At a time when R&B is on life support and American artists hardly make soulful music anymore (acts from across the pond are filling that void), I’m forced to ask the same question 702 sang in ’99, “Where My Girls At?” Because over the past decade-and-a-half, the state of R&B, as I once knew it, hasn’t been looking too good.
For two days, Angie Stone, a Grammy-nominated singer-songwriter and former D’Angelo collaborator (“Brown Sugar” and the critically acclaimed “Voodoo” albums), topped Facebook and Twitter trends, and made headlines on TMZ, CNN, E!, and USA Today over a domestic spat. Her best PR hit in years? Ever? Because how often do R&B singers make headlines?

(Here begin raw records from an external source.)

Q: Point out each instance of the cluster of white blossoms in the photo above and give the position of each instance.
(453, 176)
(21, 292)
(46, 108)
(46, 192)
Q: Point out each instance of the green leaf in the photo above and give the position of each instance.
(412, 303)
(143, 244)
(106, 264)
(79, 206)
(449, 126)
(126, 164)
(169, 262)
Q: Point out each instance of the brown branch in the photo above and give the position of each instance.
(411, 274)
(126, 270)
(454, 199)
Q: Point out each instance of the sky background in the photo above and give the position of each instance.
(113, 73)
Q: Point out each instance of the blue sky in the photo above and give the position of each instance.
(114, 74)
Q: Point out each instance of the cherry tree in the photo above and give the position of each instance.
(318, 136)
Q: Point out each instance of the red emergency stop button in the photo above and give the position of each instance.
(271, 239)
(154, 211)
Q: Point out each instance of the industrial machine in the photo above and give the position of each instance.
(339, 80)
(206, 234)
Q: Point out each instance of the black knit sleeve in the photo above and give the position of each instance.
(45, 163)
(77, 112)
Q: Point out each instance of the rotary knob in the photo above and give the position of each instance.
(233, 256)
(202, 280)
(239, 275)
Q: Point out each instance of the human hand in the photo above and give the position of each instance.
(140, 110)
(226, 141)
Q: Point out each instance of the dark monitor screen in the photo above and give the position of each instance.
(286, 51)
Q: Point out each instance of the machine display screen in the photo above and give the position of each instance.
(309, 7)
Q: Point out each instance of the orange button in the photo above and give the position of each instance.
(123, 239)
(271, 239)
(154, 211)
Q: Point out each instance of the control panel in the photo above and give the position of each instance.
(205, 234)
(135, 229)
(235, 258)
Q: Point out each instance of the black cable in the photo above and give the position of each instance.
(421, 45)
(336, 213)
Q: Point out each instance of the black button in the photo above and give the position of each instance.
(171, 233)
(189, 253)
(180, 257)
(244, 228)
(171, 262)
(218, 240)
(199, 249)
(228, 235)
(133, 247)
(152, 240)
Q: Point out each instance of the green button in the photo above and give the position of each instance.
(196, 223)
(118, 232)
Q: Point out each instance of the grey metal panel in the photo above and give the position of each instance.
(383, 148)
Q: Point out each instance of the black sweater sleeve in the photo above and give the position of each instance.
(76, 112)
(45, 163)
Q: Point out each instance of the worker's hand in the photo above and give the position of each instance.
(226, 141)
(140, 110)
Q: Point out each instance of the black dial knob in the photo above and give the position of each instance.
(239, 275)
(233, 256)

Toni Braxton Files For Bankruptcy (For the Second Time). Lauryn Hill Goes to Jail for Tax Evasion. Best-Selling Girl Group of All-Time Crowd Funds Final Album. And the most tragic in recent years, Whitney Houston Found Dead In Bathtub.
When I think of the legacy of women in R&B, the late Lisa “Left Eye” Lopes of TLC, echoes from the Last Days of Left Eye documentary: “It was always like, ‘Dang, why everything gotta happen to us?’ ‘Why does it always have to be us?’”
If they’re lucky, they’ll get cast in a reality show, like TV One’s R&B Divas (Angie Stone did). And if they’re really lucky, they’ll be remembered with a Lifetime or VH1 biopic. Talk about a real tragedy.
The biggest ’90s R&B star to come out on top is Mary J. Blige, but not without years of battling substance abuse, suicidal thoughts, and relationship woes, chronicled in her 13 albums to date. She has sold over 50 million albums and spawned a sub-genre of hip-hop soul, where the likes of Keyshia Cole, K. Michelle, Elle Varner and Jazmine Sullivan dwell. But they may never be as big as their predecessors once were.
With her latest album, “The London Sessions,” Blige decided to switch up her style by tapping hit makers across the pond, like British duo Disclosure and Grammy darling Sam Smith. The Queen of Hip Soul told NPR Music last December that she felt “Stagnant. Stuck. Stale.”. But even in her evolution, she will always remain grounded in her roots.
“I am my roots. There is no, ‘How do you remain connected?’ I am it. You cannot disconnect from something that you are, unless you’re acting like you’re not it anymore.”